2- Share permission.

If I use Share permission I don't need to set chmod every file or folder in directory, you need to just give a Share permission top of directory Ro or Rw than everything okay in few seconds.

Can I use the share permission on Solaris?

1 Answer 1


Yes, you can do that.

They are stored in a file for each share, you can access (ls) and modify (chmod) this file at the locations (assuming direct mount mapping)


where <pool> and <filesystem> is the mounted path of your ZFS file system, and <share> is the name of your CIFS share. Example:

FS:   pool0/users/bob
Path: /pool0/users/bob/.zfs/shares/bobs_home

But be careful: the share permissions can only be set for the whole share, no sub-divisions are possible. Additionally, all file ACLs are still valid and will be evaluated. Think of it as another gate - once you are through the "share" security gate, you must still pass the "file" security gate to finally get access.

It depends on your goals:

  • If you want to give different users a fixed set of permissions at different times, your case may be better served by using groups instead of users in the file ACLs. You add or remove a user from a group and he immediately gains or loses access from all files where the group has been set. Of course, sometimes you still have to remove or add a group itself, but it will most likely be not that frequent. You retain all granularity.

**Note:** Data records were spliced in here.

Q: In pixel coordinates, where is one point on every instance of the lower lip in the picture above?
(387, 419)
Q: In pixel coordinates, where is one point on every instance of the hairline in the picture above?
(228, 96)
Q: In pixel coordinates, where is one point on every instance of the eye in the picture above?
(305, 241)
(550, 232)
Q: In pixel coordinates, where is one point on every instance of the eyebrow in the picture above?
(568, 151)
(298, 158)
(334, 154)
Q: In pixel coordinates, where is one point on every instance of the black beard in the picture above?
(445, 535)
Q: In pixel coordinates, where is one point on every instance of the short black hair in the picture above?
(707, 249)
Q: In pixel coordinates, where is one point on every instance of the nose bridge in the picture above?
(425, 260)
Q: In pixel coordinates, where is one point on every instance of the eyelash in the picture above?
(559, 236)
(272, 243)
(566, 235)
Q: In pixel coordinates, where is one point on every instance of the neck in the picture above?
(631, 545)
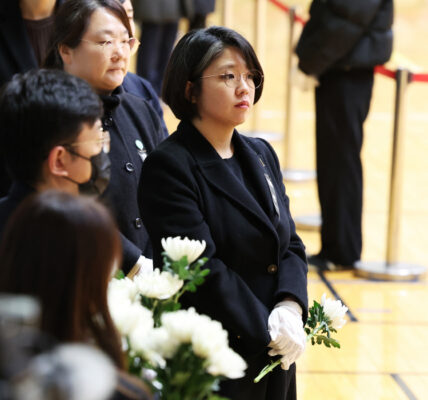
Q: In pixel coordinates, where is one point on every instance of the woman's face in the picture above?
(103, 67)
(221, 104)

  • If you want to have different "views" on the data without changing the files at all, even at the same time, share permissions might be what you want. You can create one or multiple shares (each with different share ACLs and names, referencing the same dataset) and quickly allow/deny users or groups to access what's behind. If users can also login locally, they can of curse circumvent these permissions.

  • Thank you for answer but I could not figure out how its working.
    – Ozbit
    Commented May 25, 2017 at 15:00
  • @Morphinz You just use chmod, for example to add a read/traverse permission for group sales: chmod A+group:sales:r-x---a-R-c--s:-------:allow /yourpool/yourfilesystem/.zfs/shares/yoursharename. Note that when accessing the path at .zfs (the hidden directory), your shell expansion does not work, so you have to type that in manually (afterwards it works as normal).
    – user121391
    Commented May 29, 2017 at 7:11
  • I did that like you said but i use DC user instead group and it didn't work. I cant access my files from Windows. I should try again. I will write new comment when i try.
    – Ozbit
    Commented May 29, 2017 at 7:29
  • @Morphinz Do your DC user permissions work on normal files? If yes, then try restarting the CIFS service on Solaris. If not, your problem lies on the auth part, have a look at idmap and its log messages.
    – user121391
    Commented May 29, 2017 at 11:22
  • Yes DC user permissions works. And i can access my shares if i use standart permission set. When i give Share permission like you said, i can see permission set from windows side. I tried full set instead read only, i can confirm from windows side the share permission has been set but i don't have access into share. Its weird. What ever I'm leaving unix and i change my arch to Arch Linux. A new adventure is waiting for me. Thank you for your effort.